Development and Validation of a Clinical Prediction Rule for Lower Limb Critical Limb Ischaemia (PREDICCMI)
- Conditions
- Lower Limb Ischaemia
- Interventions
- Other: Collection of clinical signs and symptoms
- Registration Number
- NCT02637492
- Lead Sponsor
- University Hospital, Bordeaux
- Brief Summary
Critical limb ischaemia (CLI) is the most serious stage of peripheral occlusive arterial disease (POAD). Despite progress in the revascularization procedures, half these patients experience amputation or death after one year. One issue is to identify these subjects because aggressive treatment is necessary in those cases, while in others (ie leg ulcer in a patient with POAD but no rest lower limb ischaemia), revascularization will not be necessary. Then it would be useful to develop a simple score to help the physician to improve diagnosis of CLI.
- Detailed Description
Today many patients with suspected critical limb ischaemia do not have objective assessment of limb ischaemia despite recommendations, mainly because of lack of vascular medicine units able to measure ischaemia with adequate methods such as toe pressure or TCpo2. It would be very useful to better identify the patients who need to be explored, or at least to have an evidence-based clinical assessment in those who cannot be explored . The objective is to develop a simple clinical prediction rule of critical lower limb ischaemia.
Two definitions are currently used for critical limb ischaemia. In both definitions, objective confirmation is needed for critical limb ischaemia by measurement of ankle pressure, toe pressure or transcutaneous oxygen pressure. These two latter measurements are mandatory in the numerous patients whose ankle pressure measurement is not possible (diabetes, chronic renal failure). Unfortunately few vascular medicine units exist to carry out these measurements, so that it would be useful to better identify those patients who need to be explored. In those who cannot be explored, better clinical assessment would also be very useful.
The investigators aim to develop a simple clinical prediction rule by completing a specific clinical chart in the patients hospitalized for peripheral occlusive arterial disease in Bordeaux, Toulouse and Limoges university hospital vascular medicine units and included in the COPART II cohort. Internal validation will be performed using cross-validation and bootstrap methods.

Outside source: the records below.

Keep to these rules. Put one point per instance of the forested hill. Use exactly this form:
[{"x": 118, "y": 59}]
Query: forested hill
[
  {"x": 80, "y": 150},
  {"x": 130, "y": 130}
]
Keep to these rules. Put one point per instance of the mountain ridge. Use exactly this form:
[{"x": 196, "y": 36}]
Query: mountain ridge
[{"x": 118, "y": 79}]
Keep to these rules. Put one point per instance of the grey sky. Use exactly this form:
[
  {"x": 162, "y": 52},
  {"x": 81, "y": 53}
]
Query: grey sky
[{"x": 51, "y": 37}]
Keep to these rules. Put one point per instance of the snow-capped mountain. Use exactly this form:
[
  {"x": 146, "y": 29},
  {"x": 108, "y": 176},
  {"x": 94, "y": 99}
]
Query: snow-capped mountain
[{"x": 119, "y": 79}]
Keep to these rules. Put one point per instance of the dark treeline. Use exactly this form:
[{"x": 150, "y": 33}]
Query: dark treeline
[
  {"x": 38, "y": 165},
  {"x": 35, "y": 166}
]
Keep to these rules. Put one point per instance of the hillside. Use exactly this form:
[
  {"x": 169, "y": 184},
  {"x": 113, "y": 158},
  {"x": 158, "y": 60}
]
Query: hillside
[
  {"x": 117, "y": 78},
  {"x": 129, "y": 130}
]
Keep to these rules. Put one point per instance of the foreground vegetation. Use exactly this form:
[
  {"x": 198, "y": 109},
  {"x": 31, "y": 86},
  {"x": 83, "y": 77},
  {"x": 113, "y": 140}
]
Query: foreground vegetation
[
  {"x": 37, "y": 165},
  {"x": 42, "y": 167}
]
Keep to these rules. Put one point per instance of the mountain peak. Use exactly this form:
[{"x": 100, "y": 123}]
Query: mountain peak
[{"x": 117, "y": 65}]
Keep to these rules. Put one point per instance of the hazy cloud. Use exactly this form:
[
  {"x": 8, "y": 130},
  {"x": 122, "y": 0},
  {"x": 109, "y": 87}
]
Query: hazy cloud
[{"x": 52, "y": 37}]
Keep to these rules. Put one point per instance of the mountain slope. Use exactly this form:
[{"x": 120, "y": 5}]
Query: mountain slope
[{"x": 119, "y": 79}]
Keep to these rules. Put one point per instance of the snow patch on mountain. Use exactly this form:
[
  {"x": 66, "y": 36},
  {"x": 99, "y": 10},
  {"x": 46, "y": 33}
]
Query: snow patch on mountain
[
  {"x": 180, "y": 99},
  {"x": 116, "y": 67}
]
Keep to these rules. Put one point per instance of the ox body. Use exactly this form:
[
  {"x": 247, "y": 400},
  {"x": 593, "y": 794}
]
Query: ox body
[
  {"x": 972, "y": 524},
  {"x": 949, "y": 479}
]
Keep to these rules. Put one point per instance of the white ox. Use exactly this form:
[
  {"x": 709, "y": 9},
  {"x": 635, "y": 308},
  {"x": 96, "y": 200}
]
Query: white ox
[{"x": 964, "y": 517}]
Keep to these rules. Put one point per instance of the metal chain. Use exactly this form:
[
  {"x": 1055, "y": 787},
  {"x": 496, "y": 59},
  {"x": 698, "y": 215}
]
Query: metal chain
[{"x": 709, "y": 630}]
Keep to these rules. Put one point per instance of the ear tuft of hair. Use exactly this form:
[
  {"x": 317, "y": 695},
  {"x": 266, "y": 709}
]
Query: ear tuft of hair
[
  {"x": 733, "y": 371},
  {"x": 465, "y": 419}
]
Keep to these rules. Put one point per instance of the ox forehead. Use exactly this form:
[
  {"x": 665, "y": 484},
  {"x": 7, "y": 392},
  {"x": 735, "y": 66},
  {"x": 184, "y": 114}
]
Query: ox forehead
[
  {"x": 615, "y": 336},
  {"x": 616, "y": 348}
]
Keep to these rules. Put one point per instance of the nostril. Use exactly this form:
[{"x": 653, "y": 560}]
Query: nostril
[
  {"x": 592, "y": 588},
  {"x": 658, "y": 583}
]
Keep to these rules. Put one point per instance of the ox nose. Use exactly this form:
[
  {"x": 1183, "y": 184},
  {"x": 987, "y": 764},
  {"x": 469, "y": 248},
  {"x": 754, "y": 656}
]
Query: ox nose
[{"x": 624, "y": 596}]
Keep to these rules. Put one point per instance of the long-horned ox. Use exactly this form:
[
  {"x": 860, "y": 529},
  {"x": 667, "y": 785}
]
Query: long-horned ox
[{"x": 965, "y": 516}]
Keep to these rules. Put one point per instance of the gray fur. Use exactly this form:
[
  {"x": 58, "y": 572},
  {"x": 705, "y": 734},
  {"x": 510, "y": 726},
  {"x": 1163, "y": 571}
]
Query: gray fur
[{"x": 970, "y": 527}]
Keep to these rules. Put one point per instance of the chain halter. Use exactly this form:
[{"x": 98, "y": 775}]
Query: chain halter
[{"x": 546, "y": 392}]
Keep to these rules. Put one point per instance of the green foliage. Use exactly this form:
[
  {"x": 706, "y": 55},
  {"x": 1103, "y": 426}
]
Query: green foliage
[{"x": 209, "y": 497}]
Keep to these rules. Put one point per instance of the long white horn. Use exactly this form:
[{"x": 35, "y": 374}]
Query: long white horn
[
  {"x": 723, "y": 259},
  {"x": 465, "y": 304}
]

To achieve the secondary objective, the patients will be followed-up for the duration of the study (ie from 1 to 3 years) to evaluate the prediction of clinical outcomes (death or amputation) by both definitions of critical limb ischaemia.
Recruitment & Eligibility
- Status
- COMPLETED
- Sex
- All
- Target Recruitment
- 603
- Patient coming for consultation or hospitalized for lower limb arterial disease and suspected to have critical ischaemia (ie rest pain or ulcer)
Non inclusion Criteria:
- Patient coming for consultation or hospitalized for lower limb arterial disease without rest pain
Not provided
Study & Design
- Study Type
- OBSERVATIONAL
- Study Design
- Not specified
- Arm && Interventions
Group Intervention Description ICCMI Collection of clinical signs and symptoms Patient hospitalized for lower limb arterial disease and suspected to have critical ischaemia
- Primary Outcome Measures
Name Time Method Possible predictors: Clinical signs and symptoms collected on a specific clinical chart developed by investigators Baseline (pre-inclusion visit) The specific clinical chart will be completed by 2 investigators independently in order to assess the reproductibility as well.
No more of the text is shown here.